Family Roles In Addiction

Family Roles In Addiction

Family Roles In Addiction

As a recovering addict, I have heard the terms’ family roles in addiction thrown around a lot. It’s one of those things that can make you feel ill at ease or embarrassed if you aren’t a straight Christian. However, in my experience as a recovering addict, family roles in addiction really do apply to the full spectrum of family structures and relationships. For a Christian family to understand the nature of these roles, they need to get into the mindset that they are all in this together. That doesn’t mean that one isn’t a victim or doesn’t hold a grudge, but it does mean that the Christian family really does need to get each individual accountable for their part in their recovery.

understanding Family Roles In Addiction 

To truly understand how much trauma can impact a family, it’s helpful to first be cognizant of the various six roles in addiction that are often present. They are: The Addict, the Emotional Supperer, the Dependent, the Loved One, the Pier, and the Witness. It’s not enough to just know these titles, since many family members suffer from one or more of these disorders themselves, which can complicate recovery even further.

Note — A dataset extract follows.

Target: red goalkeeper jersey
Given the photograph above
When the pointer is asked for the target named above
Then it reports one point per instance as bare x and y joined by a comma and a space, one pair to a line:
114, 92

The addict is the first role, we’ll examine in terms of family roles in addiction may go hand-in-hand with the others. The addict has to realize that they have a responsibility to take care of themselves and fulfill their needs through any means available to them. This includes using drugs, using substances in excess, not eating, and performing all other activities necessary to stay healthy. An Addict may experience things like extreme mood swings, sleep deprivation, and even thoughts of suicide. It’s important for an Addict to recognize that they have a problem and that they need help.

Dependent on another person for survival can be a very dangerous position for an addict to assume. Especially if that other person is a parent, then the Addict may end up feeling responsible for doing all things possible to keep the family afloat while the addicted parent struggles with their own mental illness. It’s also not uncommon for the Dependent to become a sort of “sucky fan” for their own symptoms. The mascot is the last role we’ll discuss, but it’s certainly an important one. The mascot is typically the most heavily involved in a child’s life, so it’s important for the family to consider how the addict will handle being apart from their loved one and trying to adjust to their new role as a dependent.

I would note that the mascot is one of the least liked by addicts. This is because the addict doesn’t want to feel any sense of responsibility or obligation towards their loved ones. Unfortunately, this is just one of the ways that the addiction process manifests itself. When a family has learned that roles their family member should fill and are unable to shift their addict’s behaviour to reflect that kind of responsibility, they’re likely to find that the resulting enabling behaviours and patterns are just what’s known as “unfair”.

It’s important to remember that our mental health is precious. Just as physical health is equally important. Family members need to learn about the dynamics of healthy boundaries between dependence and enabling, healthy conflict and healthy resistance. This is an essential step for families who want to help their loved ones recover from addiction and achieve true wellness.